Assim, o capital financeiro pôde ter um livre fluxo, com o destravamento do mercado,
mediado pelas reformas neoliberais, como a sua abertura sem restrições. Como aconteceu em
1999, quando 40 bilhões de dólares deixaram o país, em função do medo dos investidores da
valorização do Real, o que não ocorreria na década anterior (PAULANI & PATO, 2005, p.
35-64).
Em suma, o Plano Real, que surgiu no Governo Itamar, lançando FHC (então Ministro
da Fazenda) à Presidência da República, inicialmente é mostrado como um plano de
estabilização, no intuito de conter a alta inflação, mas o Plano:
(…) foi, em verdade, muito mais do que isso. Em primeiro lugar, ele resolveu o
problema que impedia praticamente o funcionamento do País como plataforma de
valorização financeira internacional. Mesmo com a abertura financeira já tenho sido
formalmente operada, ela permanecia letra morta, do ponto de vista de suas
potencialidades em termos de atração de capitais externo de curto prazo, se o
processo inflacionário não tivesse sido domado. Além disso, o plano abriu espaço
para uma série de outras mudanças que teriam lugar no governo de FHC. A abertura
da economia, as privatizações, a manutenção da sobrevalorização da moeda
brasileira, a elevação inédita da taxa real de juros, tudo passou a ser justificado pela
necessidade de preservar a estabilidade monetária conquistada pelo Plano Real
(PAULANI & PATO, 2005, p. 57).
Tal argumento nos leva a considerar que, além de ter proporcionado o fim da alta
inflação, o Plano promoveu uma moeda sólida que é a plataforma da valorização financeira. E
para preservar a estabilidade monetária do Real, houve uma elevação das taxas de juros,
abertura da economia e a onda de privatizações das empresas estatais, que no fundo são
medidas para aumentar a lucratividade do capital financeiro, rearticulando um novo tipo de
servidão econômica, que seria a servidão financeira (PAULANI & PATO, 2005, p. 35-64).

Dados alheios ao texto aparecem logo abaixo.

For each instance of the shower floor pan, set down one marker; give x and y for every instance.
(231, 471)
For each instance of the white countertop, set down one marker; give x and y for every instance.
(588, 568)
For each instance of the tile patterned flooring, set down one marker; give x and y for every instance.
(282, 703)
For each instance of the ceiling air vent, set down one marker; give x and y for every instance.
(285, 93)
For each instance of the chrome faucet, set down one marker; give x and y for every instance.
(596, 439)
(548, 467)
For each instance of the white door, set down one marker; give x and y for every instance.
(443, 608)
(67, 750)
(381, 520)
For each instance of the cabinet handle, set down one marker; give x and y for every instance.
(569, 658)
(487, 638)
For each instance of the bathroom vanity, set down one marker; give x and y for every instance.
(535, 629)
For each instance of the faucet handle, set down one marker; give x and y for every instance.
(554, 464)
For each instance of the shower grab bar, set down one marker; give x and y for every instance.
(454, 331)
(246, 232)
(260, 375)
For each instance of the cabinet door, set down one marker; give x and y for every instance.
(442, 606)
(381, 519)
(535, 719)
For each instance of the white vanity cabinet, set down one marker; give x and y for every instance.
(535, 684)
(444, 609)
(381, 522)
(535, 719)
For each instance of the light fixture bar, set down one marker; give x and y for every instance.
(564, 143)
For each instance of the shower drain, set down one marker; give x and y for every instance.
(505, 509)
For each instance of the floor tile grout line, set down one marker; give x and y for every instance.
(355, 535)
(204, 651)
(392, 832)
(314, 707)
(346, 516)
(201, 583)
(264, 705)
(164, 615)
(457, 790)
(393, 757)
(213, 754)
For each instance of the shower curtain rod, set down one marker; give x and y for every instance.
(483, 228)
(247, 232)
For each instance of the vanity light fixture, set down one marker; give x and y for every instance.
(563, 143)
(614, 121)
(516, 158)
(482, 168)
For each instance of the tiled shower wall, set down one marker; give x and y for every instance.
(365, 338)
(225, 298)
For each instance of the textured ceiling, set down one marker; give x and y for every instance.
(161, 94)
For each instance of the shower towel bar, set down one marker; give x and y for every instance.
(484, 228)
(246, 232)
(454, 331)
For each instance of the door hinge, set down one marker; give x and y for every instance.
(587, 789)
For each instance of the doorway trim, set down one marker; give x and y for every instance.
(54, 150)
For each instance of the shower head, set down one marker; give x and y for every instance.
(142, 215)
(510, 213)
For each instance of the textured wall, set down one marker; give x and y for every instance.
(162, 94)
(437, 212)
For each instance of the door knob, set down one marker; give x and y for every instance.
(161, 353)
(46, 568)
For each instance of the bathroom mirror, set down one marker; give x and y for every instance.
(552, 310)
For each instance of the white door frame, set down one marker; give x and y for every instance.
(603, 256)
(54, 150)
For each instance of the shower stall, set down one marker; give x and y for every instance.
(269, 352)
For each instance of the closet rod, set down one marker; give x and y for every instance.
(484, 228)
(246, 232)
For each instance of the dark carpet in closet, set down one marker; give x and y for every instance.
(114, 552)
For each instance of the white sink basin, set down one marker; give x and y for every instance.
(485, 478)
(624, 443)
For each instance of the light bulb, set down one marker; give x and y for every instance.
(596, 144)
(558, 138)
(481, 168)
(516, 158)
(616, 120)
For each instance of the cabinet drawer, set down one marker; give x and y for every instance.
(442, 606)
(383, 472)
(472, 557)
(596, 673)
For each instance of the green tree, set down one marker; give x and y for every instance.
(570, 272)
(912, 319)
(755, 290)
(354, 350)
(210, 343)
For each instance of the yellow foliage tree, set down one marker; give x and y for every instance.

Essa prática, que ocorre ao longo da cadeia produtiva, por uma contínua importação de
componentes necessários para a produção de bens, como maquinário de alta tecnologia,
componentes eletrônicos na fabricação de computadores e eletrodomésticos. Faz as indústrias
serem montadoras de componentes eletrônicos, como a Zona franca da Manaus, o carro chefe
desse processo, que atua como um parque de montagem de componentes importados,
promovendo uma desnacionalização da indústria e um enxugamento dos setores prejudicados
pelo aumento de exportações de tais componentes (BOITO JR., 1999, p. 41-48).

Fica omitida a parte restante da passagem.